Firman Soebagyo Senang RUU Pertekstilan Jadi Inisiatif DPR RI

JAKARTA – Anggota Badan Legislasi (Baleg) DPR RI dari Fraksi Partai Golkar Dapil Jawa TengahFirman Soebagyo mengkritisi langkah pemerintah yang lamban menangani masalah yang menjerat industri tekstil nasional.
“Saya memberikan apresiasi kepada pimpinan Baleg DPR RI karena akhirnya menginisiasi RUU Pertekstilan ini. RUU ini sudah lama kami sampaikan ke pemerintah, tapi respons yang lambat justru menyebabkan kehancuran dunia tekstil kita,” kata Firman di Gedung Nusantara I, Senayan, Jakarta, Senin (26/5/2025) kemarin.
Dalam Rapat Dengar Pendapat Umum (RDPU) itu sejumlah asosiasi industri tekstil ini, Firman memberikan apresiasi terhadap inisiatif DPR melalui Baleg yang menggagas Rancangan Undang-Undang (RUU) tentang Pertekstilan.
Ia menyebut bahwa Indonesia dulunya adalah salah satu negara unggulan dalam industri tekstil, baik untuk ekspor maupun pemenuhan kebutuhan dalam negeri. Namun, minimnya perlindungan dan regulasi membuat industri ini terpuruk, terutama akibat serbuan impor murah dan maraknya impor ilegal.
“Kebijakan paling menyakitkan adalah ketika kontainer-kontainer dibuka di Bea Cukai dan tengah malam langsung dikeluarkan. Entah ada kepentingan apa. Inilah titik awal kehancuran industri tekstil nasional kita,” tegas Firman.
Lebih lanjut, Firman menyoroti lemahnya pengawasan negara terhadap impor ilegal yang merugikan produsen dalam negeri. Menurutnya, ini merupakan bentuk nyata pembiaran oleh negara terhadap sektor yang seharusnya bisa menjadi andalan pertumbuhan ekonomi.
Meski demikian, Firman tetap optimistis terhadap masa depan industri tekstil Indonesia. Ia menekankan bahwa masih terdapat peluang besar, termasuk pertumbuhan signifikan di beberapa segmen seperti pakaian jadi dan alas kaki. Bahkan, industri tekstil mencatat kontribusi sebesar 19,2% terhadap pertumbuhan ekonomi nasional pada triwulan pertama 2024.

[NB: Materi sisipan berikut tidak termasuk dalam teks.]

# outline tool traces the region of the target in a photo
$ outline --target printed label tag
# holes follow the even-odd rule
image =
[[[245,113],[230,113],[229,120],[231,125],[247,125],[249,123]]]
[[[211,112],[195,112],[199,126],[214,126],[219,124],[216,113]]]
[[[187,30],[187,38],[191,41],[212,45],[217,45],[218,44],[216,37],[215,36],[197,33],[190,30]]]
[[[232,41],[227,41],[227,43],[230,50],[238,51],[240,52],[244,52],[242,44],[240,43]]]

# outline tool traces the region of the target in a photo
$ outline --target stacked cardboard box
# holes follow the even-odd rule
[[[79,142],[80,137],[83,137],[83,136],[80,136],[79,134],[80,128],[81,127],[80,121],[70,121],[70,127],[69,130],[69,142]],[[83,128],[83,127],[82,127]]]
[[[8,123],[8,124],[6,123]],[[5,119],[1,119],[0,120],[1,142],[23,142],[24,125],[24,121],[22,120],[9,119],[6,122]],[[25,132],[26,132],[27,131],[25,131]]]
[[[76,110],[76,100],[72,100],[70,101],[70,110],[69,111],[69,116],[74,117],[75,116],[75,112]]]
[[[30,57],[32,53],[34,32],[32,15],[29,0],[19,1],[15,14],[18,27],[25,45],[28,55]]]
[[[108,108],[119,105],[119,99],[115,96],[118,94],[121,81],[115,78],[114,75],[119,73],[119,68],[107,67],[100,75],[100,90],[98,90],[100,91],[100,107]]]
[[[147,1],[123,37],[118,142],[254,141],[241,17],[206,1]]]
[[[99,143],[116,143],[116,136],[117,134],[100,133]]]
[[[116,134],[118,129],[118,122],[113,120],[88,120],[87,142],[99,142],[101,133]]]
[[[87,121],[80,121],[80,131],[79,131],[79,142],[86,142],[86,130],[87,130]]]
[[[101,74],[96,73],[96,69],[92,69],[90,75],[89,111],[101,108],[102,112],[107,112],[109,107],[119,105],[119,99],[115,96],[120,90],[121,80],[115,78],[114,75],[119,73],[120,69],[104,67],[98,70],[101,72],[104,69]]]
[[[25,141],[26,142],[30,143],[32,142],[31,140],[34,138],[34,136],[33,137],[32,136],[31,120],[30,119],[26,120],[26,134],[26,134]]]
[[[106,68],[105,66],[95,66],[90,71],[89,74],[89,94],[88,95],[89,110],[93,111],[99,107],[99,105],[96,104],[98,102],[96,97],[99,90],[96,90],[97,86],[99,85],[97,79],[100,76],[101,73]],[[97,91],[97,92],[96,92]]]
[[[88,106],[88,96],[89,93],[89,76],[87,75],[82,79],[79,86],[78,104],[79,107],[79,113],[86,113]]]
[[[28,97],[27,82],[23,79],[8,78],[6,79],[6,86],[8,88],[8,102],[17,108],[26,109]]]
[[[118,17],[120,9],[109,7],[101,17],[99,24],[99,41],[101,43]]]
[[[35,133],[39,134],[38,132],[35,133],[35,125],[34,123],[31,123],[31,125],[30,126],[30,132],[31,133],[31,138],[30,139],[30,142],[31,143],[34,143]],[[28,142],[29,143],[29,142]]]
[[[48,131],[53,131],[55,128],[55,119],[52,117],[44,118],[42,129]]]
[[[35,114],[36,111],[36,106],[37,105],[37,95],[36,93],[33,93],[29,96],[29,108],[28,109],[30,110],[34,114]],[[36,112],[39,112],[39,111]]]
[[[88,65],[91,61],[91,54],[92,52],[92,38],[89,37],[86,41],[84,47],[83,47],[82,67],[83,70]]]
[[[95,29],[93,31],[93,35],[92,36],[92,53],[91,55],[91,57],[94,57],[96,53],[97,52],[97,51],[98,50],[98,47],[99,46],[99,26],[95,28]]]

“Namun peluang ini hanya bisa dioptimalkan jika ada kebijakan impor yang lebih ketat, perlindungan terhadap industri lokal, serta dukungan bagi pelaku usaha untuk meningkatkan efisiensi melalui teknologi modern dan otomatisasi,” paparnya.
Di akhir pernyataannya, Firman juga menyinggung adanya perbedaan pendapat antara pemerintah dan DPR terkait definisi dan terminologi dalam RUU, terutama soal perbedaan antara “tekstil” dan “sandang”. Ia menyatakan bahwa DPR justru lebih memahami esensi persoalan di lapangan.
RUU Pertekstilan diharapkan menjadi solusi jangka panjang dalam menyelamatkan dan membangkitkan kembali industri tekstil nasional, yang selama ini menjadi tumpuan jutaan tenaga kerja dan sumber devisa negara.